Inducing Remission: A Closer Look at the Trial
The trial included patients with various metastatic cancers, including melanoma and breast cancer. Remarkably, none of the participants experienced the severe side effects typical of other CD40 drugs. Among the six patients who saw systemic tumor reduction, two achieved complete remission, with their cancers disappearing entirely.
One patient with melanoma had multiple metastatic tumors, yet only one tumor was injected, resulting in the disappearance of all tumors. Similarly, a breast cancer patient with tumors in multiple organs saw complete remission after the injection of a single skin tumor. Tissue analysis revealed that the drug stimulated a robust immune response, transforming tumors into immune cell-rich environments resembling lymph nodes.
“We were quite surprised to see that the tumors became full of immune cells-including different types of dendritic cells, T cells, and mature B cells-that formed aggregates resembling something like a lymph node,” Osorio explained.
Improving Immunotherapy: Future Directions
The success of 2141-V11 has spurred additional clinical trials in collaboration with researchers at Memorial Sloan Kettering and Duke University. These trials, now in phase 1 or phase 2, are exploring the antibody’s effects on aggressive cancers such as bladder cancer, prostate cancer, and glioblastoma, with nearly 200 participants enrolled.

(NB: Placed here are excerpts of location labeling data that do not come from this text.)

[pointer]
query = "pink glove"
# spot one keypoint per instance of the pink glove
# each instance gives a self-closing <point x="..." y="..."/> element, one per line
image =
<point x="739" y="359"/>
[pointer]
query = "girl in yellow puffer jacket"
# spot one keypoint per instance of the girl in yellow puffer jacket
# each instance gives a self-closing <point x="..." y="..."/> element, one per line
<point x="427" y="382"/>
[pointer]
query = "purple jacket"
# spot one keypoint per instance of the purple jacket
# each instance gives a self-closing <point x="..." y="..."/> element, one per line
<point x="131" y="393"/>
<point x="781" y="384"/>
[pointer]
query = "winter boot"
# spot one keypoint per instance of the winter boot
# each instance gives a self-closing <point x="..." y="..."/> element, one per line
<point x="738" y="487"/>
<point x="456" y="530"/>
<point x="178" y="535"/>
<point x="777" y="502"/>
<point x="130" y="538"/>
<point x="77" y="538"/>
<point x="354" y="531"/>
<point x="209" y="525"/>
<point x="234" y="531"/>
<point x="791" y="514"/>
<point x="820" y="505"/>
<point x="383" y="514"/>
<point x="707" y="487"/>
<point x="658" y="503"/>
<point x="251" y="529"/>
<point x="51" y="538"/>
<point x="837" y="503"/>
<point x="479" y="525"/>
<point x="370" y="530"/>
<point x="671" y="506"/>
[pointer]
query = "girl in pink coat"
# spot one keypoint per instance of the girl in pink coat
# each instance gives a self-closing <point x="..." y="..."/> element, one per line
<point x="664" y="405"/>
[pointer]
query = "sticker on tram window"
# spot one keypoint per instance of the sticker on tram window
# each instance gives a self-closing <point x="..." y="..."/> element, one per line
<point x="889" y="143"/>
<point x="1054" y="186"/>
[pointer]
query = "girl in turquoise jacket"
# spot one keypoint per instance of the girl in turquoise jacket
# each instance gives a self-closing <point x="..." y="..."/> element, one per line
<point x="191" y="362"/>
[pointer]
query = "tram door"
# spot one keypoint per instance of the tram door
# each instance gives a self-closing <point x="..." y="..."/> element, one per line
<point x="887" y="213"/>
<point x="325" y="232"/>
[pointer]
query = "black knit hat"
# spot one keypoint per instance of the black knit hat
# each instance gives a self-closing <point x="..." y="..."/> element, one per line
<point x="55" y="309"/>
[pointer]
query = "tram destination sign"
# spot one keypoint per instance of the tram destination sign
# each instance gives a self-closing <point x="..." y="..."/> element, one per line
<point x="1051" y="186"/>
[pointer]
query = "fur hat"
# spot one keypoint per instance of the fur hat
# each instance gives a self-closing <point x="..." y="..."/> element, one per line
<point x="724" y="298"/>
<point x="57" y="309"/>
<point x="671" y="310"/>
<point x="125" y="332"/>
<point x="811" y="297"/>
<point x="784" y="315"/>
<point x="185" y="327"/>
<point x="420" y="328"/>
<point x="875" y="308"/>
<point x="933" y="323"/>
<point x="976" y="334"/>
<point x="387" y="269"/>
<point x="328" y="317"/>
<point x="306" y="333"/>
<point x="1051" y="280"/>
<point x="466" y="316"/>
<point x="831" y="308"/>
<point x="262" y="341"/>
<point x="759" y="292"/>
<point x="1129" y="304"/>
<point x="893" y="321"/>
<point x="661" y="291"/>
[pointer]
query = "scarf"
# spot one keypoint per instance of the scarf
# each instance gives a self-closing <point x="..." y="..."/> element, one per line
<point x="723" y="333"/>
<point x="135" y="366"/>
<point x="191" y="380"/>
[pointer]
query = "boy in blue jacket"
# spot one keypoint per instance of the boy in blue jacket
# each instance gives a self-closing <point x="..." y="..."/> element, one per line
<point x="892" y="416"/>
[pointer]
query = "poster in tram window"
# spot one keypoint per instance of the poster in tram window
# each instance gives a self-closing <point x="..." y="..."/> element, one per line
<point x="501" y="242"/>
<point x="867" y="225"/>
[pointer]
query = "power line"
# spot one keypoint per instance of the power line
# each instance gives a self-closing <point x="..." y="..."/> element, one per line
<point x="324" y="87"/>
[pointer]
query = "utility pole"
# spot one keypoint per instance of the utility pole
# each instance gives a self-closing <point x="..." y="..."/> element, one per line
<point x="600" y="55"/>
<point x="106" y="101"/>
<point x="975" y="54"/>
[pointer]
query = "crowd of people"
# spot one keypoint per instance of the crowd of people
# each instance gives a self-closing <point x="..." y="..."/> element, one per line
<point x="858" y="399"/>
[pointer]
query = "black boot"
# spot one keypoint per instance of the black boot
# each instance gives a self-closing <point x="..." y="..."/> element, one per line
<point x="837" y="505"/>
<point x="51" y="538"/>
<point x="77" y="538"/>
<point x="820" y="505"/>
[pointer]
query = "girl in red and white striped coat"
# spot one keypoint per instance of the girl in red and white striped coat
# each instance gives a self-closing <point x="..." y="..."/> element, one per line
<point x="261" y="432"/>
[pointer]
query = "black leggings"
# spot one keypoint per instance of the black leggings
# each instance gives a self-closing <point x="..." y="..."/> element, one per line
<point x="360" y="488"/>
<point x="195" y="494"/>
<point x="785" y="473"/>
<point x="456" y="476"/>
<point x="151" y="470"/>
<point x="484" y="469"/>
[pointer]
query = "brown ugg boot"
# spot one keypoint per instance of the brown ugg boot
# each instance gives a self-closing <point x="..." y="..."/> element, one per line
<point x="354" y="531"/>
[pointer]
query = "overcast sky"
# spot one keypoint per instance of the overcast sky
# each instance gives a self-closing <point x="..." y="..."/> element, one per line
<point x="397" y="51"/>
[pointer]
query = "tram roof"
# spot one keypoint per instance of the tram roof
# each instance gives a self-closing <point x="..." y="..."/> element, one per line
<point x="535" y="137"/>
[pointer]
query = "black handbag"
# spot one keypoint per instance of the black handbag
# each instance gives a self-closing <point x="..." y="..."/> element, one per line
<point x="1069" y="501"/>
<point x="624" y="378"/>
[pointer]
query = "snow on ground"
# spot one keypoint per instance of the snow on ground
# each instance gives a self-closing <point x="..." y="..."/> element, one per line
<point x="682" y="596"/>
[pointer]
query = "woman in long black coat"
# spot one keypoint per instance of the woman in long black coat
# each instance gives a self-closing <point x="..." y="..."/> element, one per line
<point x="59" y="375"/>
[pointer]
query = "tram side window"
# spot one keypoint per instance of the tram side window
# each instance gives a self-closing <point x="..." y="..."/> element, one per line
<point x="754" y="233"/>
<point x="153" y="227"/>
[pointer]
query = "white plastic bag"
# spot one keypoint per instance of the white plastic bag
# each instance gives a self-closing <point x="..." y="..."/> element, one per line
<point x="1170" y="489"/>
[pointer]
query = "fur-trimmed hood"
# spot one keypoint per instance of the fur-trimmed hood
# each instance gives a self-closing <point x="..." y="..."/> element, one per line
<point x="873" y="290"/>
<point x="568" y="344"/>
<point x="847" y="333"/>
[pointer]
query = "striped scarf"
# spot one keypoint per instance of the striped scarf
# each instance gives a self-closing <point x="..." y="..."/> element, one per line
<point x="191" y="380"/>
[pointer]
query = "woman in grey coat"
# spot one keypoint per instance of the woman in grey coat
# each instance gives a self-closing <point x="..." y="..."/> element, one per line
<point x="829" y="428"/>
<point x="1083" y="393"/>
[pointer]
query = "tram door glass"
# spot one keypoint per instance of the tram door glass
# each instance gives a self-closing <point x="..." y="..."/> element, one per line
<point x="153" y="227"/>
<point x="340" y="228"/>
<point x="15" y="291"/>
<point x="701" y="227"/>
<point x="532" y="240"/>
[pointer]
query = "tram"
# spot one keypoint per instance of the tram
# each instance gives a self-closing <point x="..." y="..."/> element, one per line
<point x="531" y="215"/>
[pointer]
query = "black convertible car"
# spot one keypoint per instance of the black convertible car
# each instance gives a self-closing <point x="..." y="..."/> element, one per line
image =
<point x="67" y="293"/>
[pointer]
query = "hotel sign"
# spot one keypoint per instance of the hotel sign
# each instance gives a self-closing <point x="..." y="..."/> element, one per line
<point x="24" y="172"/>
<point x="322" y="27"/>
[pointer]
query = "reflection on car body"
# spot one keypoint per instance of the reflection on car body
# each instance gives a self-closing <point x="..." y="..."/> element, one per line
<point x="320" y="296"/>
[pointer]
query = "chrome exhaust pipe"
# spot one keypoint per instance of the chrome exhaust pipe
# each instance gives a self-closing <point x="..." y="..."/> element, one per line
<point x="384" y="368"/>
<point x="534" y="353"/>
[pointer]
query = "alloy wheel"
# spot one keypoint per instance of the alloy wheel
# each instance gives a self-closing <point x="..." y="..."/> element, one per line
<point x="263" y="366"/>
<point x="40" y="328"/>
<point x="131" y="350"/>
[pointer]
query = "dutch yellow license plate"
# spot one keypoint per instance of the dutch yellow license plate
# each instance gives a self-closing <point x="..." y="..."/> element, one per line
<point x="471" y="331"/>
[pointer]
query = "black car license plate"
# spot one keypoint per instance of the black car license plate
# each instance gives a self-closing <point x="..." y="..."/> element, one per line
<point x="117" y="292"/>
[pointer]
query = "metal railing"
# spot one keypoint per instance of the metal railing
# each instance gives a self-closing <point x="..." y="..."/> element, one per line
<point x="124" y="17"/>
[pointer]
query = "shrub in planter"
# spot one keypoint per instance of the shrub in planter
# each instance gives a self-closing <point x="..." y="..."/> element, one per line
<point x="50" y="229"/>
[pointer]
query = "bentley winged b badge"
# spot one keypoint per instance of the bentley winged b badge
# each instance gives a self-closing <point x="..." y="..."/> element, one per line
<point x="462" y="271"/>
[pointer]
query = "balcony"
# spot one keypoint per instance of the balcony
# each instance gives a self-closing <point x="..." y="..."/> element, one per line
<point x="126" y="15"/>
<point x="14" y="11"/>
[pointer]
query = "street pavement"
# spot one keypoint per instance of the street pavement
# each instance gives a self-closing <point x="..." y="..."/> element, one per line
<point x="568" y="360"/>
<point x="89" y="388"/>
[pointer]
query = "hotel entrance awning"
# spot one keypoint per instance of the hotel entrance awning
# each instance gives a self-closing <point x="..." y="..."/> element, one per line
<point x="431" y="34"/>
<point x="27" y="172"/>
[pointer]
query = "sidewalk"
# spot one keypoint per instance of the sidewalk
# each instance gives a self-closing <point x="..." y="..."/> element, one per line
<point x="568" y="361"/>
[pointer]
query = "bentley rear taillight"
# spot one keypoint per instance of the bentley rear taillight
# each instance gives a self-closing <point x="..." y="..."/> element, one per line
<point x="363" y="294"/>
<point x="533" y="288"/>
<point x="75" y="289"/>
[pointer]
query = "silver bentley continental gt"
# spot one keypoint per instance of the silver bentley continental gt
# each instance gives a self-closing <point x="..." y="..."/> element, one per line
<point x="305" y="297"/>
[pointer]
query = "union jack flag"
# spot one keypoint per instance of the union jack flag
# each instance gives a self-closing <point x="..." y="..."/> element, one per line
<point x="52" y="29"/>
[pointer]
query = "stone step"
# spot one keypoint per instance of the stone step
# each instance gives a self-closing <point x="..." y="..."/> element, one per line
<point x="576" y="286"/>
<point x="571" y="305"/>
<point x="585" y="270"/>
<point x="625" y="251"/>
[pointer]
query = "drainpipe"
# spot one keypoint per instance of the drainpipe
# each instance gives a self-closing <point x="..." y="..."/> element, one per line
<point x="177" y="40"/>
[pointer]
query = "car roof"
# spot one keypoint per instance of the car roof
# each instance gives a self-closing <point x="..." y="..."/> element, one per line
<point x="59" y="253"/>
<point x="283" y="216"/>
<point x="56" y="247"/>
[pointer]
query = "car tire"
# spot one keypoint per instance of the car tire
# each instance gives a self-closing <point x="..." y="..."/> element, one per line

These studies aim to uncover why some patients respond to 2141-V11 while others do not, and how to enhance its efficacy. Preliminary findings suggest that patients with a high clonality of T cells, which are key to attacking cancer cells, are more likely to respond to the treatment.
“As a general rule, only 25 to 30% of patients will respond to immunotherapy, so the biggest challenge in the field is to try to determine which patients will benefit from it,” Ravetch stated. “What are the indicators or predictors of response? And how can we convert non-responders into responders?”
The breakthrough with 2141-V11 represents a significant advancement in cancer immunotherapy, offering new hope for patients with hard-to-treat cancers. As research continues, the potential to refine and expand the use of engineered antibodies could transform the landscape of cancer treatment.